Road construction on site is still a mixed bag in NY. Contractors talk English often
but also are starting to use metric. They do adjust though. One project I designed
involves paving with concrete. The Contractor is paving to English widths even though
the specs call for hard metric lanes. Since they are slightly wider in English, I
guess we are getting some free concrete! This is because the paver was designed to be
modified in 1' (not 300 mm) increments.
They use a modern batch plant to produce the concrete though and all the readouts and
batching are done in SI.
Quantities are measured in SI so more and more they will talk SI and be comfortable
with it. I think though it will be a generation before we stop hearing things in
English.
I often find myself conversing in English (shame).

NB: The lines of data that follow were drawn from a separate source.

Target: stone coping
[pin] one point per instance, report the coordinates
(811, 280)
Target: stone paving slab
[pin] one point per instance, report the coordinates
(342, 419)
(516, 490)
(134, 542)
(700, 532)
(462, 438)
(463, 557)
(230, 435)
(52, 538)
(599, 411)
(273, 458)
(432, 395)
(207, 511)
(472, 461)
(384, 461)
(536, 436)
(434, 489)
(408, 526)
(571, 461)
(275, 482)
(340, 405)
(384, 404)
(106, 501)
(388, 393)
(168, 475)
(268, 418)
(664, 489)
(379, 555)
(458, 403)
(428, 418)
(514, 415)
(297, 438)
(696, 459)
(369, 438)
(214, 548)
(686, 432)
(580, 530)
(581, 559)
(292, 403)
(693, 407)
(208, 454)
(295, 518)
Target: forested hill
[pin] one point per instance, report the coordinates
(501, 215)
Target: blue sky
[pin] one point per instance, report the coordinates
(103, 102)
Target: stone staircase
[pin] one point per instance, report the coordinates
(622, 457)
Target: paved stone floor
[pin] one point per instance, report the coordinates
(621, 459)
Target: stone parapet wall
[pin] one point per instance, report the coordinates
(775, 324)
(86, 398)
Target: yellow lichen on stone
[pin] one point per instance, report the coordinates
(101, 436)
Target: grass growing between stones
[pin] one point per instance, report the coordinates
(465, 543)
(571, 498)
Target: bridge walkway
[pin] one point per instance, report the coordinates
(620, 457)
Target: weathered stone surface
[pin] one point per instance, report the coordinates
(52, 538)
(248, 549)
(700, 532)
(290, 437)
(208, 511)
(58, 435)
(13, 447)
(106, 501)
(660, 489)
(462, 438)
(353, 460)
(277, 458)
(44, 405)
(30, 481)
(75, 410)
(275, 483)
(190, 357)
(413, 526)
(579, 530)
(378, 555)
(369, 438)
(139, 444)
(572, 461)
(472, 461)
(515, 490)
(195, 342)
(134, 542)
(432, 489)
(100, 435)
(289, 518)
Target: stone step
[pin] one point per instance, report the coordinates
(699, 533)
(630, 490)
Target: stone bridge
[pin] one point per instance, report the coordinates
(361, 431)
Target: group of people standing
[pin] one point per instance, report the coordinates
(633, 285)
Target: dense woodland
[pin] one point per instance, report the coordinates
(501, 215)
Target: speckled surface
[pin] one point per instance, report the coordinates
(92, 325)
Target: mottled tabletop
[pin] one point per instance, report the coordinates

Howard Ressel, Metric Manager
New York State Department of Transportation, Region 4
>>> "Gregory Peterson" <[EMAIL PROTECTED]> 09/13/01 10:47am >>>
I have been absent from the List for some time but I felt that I would like to share
this observation with the list members.
Recently the road in front of my house was resurfaced. The information provided by the
city state that the microsurfacing involved placing "5 to 10 mm" of new pavement over
the old.
When work began all the structures on the street were marked out. For the two manhole
covers in front of my house markings were made on the sidewalk "m 3" and "m 6". It
turns out that the far edge of the manhole covers from the curb edge are 3 metres and
6 metres respectively. Please see the photo at [
http://www3.sk.sympatico.ca/gregtami/met-road.gif ]. My street was constructed in
approximately 1979 while metrication in Canada still had much forward momentum.
While metric road work has been the "norm" in Canada for a few decades it is good to
see such obvious examples that have not reverted by to more "comfortable" Imperial
units such as "feet" as has been the case in other industries.